Background: Sugarcane (Saccharum spp.) has become an increasingly important crop for its leading role in biofuel production. The high sugar content species S. officinarum is an octoploid without known diploid or tetraploid progenitors. Commercial sugarcane cultivars are hybrids between S. officinarum and wild species S. spontaneum with ploidy at approximately 12x. The complex autopolyploid sugarcane genome has not been characterized at the DNA sequence level.
Results: The microsynteny between sugarcane and sorghum was assessed by comparing 454 pyrosequences of 20 sugarcane bacterial artificial chromosomes (BACs) with sorghum sequences. These 20 BACs were selected by hybridization of 1961 single copy sorghum overgo probes to the sugarcane BAC library with one sugarcane BAC corresponding to each of the 20 sorghum chromosome arms. The genic regions of the sugarcane BACs shared an average of 95.2% sequence identity with sorghum, and the sorghum genome was used as a template to order sequence contigs covering 78.2% of the 20 BAC sequences.

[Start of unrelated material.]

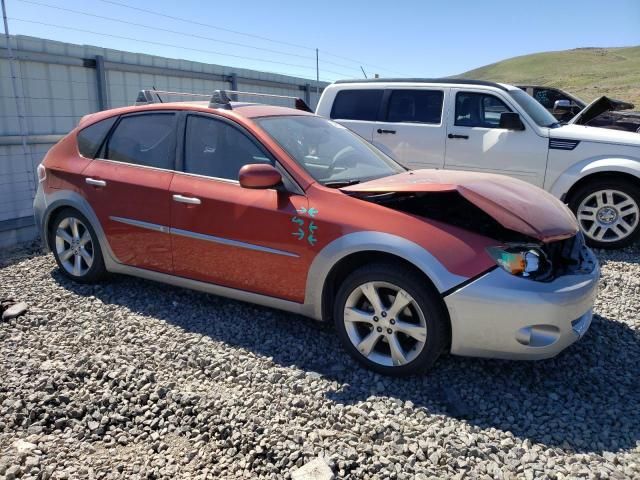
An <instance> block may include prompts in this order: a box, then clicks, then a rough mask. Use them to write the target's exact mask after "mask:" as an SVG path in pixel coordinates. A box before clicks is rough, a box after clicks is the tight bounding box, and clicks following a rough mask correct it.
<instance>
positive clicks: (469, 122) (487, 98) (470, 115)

About 53.1% of the sugarcane BAC sequences are aligned with sorghum sequence. The unaligned regions contain non-coding and repetitive sequences. Within the aligned sequences, 209 genes were annotated in sugarcane and 202 in sorghum. Seventeen genes appeared to be sugarcane-specific and all validated by sugarcane ESTs, while 12 appeared sorghum-specific but only one validated by sorghum ESTs. Twelve of the 17 sugarcane-specific genes have no match in the non-redundant protein database in GenBank, perhaps encoding proteins for sugarcane-specific processes. The sorghum orthologous regions appeared to have expanded relative to sugarcane, mostly by the increase of retrotransposons.
Conclusions: The sugarcane and sorghum genomes are mostly collinear in the genic regions, and the sorghum genome can be used as a template for assembling much of the genic DNA of the autopolyploid sugarcane genome. The comparable gene density between sugarcane BACs and corresponding sorghum sequences defied the notion that polyploidy species might have faster pace of gene loss due to the redundancy of multiple alleles at each locus.